Joanne Whalen, Extension IPM Specialist;jwhalen@udel.edu.
Alfalfa
Continue to sample for potato leafhoppers on a weekly basis. We continue to find adults and nymphs in fields. Although both life stages can damage alfalfa, the nymphs can cause damage very quickly. Once plants are yellow, yield loss has already occurred. The treatment thresholds are 20 per 100 sweeps on alfalfa 3 inches or less in height, 50 per 100 sweeps in 4-6 inch tall alfalfa and 100 per 100 sweeps in 7-11 inch tall alfalfa.
Small Grains
We continue to find an occasional wheat field that was not treated with economic levels of armyworms, grass sawfly and cereal leaf beetle. If you have not treated, be sure to sample fields for all 3 insect pests.
Soybeans
Be sure tosample seedling stage beans for bean leaf beetles, grasshoppers, and thrips.
(I) Grasshoppers: Population levels are starting to increase in a few of the earliest emerged no-till full season fields.
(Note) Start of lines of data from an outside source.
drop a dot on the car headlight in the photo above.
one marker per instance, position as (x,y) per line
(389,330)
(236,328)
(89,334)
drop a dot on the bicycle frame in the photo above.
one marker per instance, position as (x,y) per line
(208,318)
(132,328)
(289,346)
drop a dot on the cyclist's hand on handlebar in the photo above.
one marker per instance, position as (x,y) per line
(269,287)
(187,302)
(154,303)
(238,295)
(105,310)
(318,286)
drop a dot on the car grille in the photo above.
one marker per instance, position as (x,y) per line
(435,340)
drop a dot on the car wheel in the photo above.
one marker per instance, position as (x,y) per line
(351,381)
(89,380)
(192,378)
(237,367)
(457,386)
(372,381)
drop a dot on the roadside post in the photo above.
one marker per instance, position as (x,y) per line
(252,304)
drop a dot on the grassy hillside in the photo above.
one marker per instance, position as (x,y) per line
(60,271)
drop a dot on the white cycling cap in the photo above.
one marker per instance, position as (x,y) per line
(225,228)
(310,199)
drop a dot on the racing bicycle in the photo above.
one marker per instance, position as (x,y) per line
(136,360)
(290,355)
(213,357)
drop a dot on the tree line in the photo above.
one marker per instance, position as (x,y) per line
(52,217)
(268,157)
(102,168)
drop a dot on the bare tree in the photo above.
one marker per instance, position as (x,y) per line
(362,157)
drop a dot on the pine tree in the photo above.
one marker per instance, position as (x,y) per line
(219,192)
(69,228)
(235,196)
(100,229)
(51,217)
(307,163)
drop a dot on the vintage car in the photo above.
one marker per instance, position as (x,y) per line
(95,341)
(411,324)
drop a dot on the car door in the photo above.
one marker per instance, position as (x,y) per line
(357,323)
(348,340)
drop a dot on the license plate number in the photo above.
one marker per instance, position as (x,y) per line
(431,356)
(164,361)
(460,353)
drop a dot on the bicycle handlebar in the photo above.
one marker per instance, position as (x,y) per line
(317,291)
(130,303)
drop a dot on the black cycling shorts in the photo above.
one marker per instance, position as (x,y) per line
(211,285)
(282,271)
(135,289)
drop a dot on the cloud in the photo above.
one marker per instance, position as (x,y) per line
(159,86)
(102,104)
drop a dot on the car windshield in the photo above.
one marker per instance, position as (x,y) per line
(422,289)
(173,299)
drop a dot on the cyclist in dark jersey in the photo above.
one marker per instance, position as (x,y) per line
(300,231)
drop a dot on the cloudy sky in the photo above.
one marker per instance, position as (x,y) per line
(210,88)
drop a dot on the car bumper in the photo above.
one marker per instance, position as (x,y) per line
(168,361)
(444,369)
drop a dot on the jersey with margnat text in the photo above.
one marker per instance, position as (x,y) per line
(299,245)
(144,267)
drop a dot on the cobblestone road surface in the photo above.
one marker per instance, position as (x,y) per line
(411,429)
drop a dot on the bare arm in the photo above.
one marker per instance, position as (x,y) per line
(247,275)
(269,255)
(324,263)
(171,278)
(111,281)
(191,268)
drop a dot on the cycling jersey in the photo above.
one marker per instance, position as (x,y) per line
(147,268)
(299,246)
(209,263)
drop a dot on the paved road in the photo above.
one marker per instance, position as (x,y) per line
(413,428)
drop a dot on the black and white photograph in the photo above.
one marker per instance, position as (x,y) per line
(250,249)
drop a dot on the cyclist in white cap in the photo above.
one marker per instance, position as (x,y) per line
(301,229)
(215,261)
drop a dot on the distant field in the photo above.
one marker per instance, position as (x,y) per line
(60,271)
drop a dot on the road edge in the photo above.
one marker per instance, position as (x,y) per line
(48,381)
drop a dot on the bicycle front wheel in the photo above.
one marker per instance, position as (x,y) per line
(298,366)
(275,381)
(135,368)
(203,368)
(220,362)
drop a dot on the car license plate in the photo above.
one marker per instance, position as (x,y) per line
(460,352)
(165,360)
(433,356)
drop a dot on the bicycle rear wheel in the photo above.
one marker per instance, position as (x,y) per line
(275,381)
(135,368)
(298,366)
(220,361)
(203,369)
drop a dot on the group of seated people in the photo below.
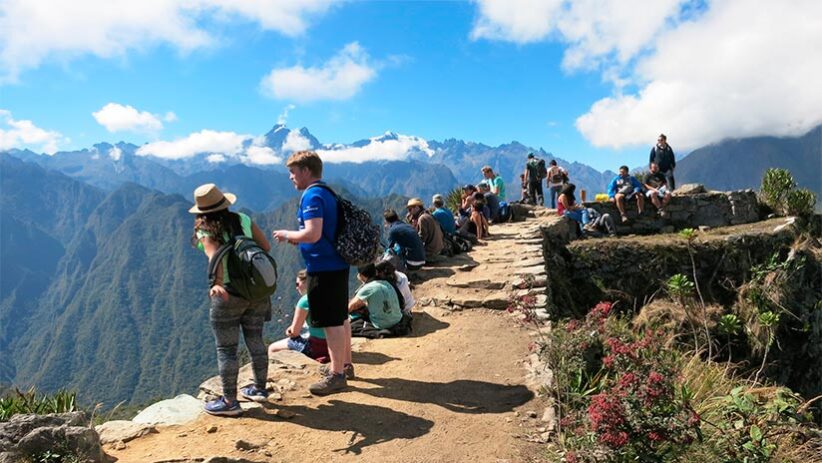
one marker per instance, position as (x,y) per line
(623,187)
(381,306)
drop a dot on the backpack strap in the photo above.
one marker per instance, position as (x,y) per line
(216,259)
(339,208)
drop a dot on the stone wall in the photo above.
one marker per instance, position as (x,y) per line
(690,207)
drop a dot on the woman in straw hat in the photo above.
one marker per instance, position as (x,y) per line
(214,225)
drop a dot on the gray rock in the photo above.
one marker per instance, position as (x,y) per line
(121,430)
(179,410)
As barley is harvested and soybeans are planted, these fields will be especially susceptible to attack by grasshoppers which can cause stand loss. If stand reductions are occurring from plant emergence to the second trifoliate, a treatment should be applied. Although no precise thresholds are available, a treatment maybe needed if you find one grasshopper per sweep and 30% defoliation from plant emergence through the pre-bloom stage.
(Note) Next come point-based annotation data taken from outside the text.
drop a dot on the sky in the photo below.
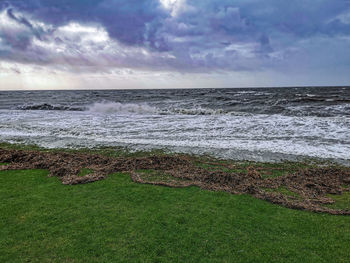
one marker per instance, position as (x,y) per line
(120,44)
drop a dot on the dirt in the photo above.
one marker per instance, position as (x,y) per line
(310,187)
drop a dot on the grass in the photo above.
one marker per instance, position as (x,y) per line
(116,220)
(85,171)
(156,176)
(341,201)
(265,169)
(106,151)
(283,190)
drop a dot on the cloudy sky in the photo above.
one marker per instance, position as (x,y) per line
(93,44)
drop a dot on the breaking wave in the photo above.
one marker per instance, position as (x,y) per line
(117,107)
(46,106)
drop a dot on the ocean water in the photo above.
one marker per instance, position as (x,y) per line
(263,124)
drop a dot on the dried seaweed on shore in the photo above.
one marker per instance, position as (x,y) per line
(308,187)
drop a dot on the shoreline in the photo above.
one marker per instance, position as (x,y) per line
(298,185)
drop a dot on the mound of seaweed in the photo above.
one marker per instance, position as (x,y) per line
(310,187)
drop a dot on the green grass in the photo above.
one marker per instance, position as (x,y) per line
(116,220)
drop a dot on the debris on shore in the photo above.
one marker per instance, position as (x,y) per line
(305,189)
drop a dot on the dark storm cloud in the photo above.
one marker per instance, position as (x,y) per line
(205,35)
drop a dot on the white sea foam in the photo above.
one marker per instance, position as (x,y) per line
(117,107)
(220,135)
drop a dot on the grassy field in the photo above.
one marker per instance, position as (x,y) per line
(117,220)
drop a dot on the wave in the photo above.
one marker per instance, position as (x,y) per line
(117,107)
(46,106)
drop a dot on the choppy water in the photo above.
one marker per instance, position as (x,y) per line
(258,124)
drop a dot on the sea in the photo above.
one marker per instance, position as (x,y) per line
(259,124)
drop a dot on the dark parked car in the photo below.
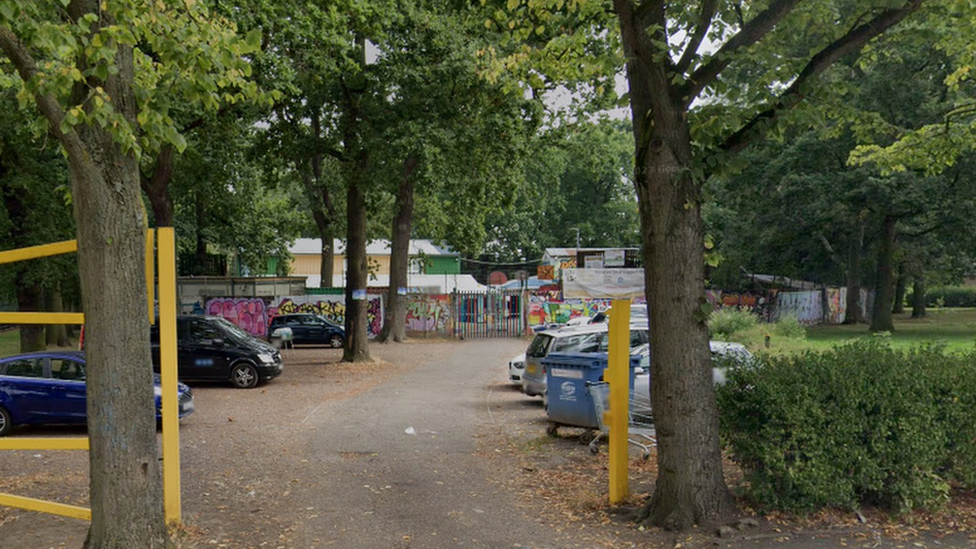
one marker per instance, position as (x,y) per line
(48,388)
(310,328)
(211,348)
(II) Bean Leaf Beetle: As a general guideline, a treatment may be needed for bean leaf beetle if you observe a 20 – 25% stand reduction and/or 2 beetles per plant from cotyledon to the second trifoliate stages. These treatment thresholds should be reduced if bean pod mottle virus is present in your area or you suspected virus the previous season.
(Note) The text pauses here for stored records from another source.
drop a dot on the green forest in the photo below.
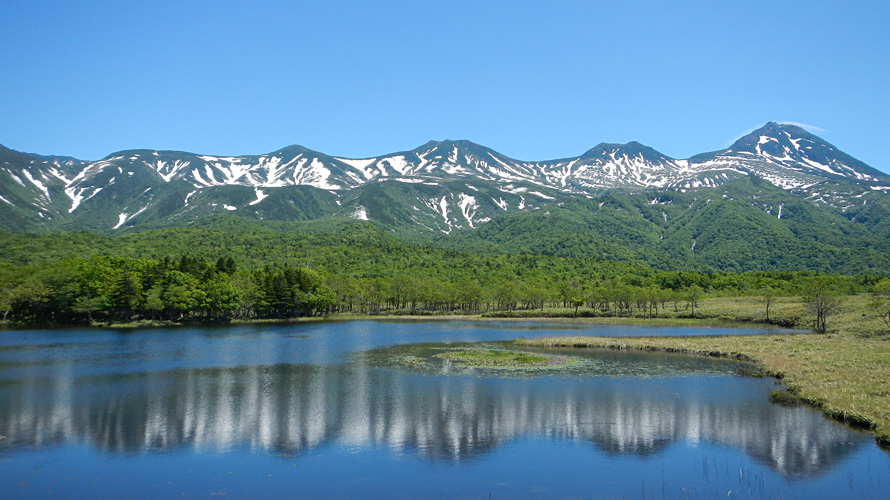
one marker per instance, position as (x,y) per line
(231,269)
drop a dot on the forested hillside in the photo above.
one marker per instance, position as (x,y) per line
(232,268)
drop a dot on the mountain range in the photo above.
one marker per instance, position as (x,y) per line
(625,201)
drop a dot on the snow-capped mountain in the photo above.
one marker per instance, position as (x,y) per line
(440,186)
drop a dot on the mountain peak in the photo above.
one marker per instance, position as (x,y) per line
(632,148)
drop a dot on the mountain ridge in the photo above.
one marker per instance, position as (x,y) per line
(437,188)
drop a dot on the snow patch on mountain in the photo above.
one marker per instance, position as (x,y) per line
(468,207)
(360,213)
(260,196)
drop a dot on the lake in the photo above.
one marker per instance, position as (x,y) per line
(327,410)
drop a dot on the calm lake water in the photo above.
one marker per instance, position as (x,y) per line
(326,410)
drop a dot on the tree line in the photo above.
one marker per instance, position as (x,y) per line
(124,289)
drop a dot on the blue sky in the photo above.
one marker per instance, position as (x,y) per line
(533,80)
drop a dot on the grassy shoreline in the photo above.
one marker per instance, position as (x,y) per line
(845,373)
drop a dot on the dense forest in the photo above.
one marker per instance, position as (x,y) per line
(236,270)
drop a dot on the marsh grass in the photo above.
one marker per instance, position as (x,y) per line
(845,372)
(496,358)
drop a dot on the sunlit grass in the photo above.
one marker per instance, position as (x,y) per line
(845,372)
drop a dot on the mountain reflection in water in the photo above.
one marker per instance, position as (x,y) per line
(291,408)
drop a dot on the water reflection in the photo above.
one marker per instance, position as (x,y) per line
(288,408)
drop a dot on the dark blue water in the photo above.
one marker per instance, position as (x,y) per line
(310,411)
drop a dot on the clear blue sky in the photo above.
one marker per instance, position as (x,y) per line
(533,80)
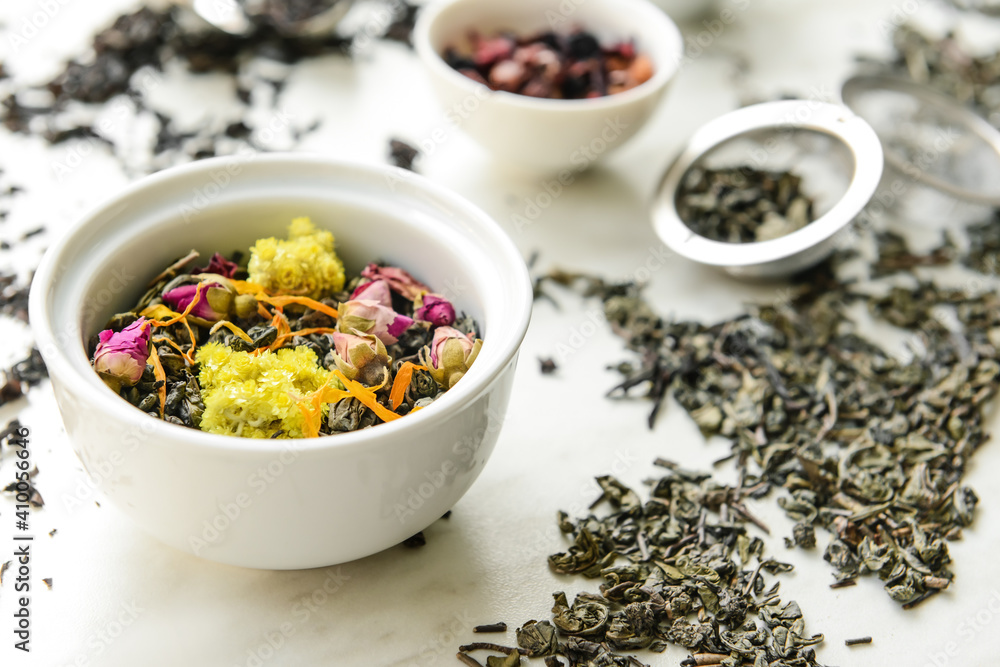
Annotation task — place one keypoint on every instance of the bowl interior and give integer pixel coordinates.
(824, 163)
(610, 21)
(104, 264)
(III) Thrips: At this time, soybean thrips and other thrips species are present in seedling stage fields. Thrips can feed and reproduce on the leaves and buds of soybean seedlings. Their feeding creates bleached-out lesions along the leaf veins and gives a silvery/bronzed appearance to the leaf surface when damage is severe. These insects are very small (less than 1/10 inch) and are torpedo shaped. While thrips always occur on seedling stage soybeans, it is only during outbreak years that they cause concern. In particular, during dry weather and on earlier planted full-season soybeans, thrips populations can explode when plants are growing slowly. Under these circumstances thrips injury will occasionally kill seedlings. Other stressors, such as nutrient deficiencies and herbicide injury, can add to thrips damage and cause plant loss. Yellowing can occur from thrips but there are also a number of other factors that can cause yellowing so it is important to scout fields to identify what is causing the yellowing. Although no precise thresholds are available, as a general guideline, treatment may be needed if you find 4-8 thrips per leaflet and plant damage is observed.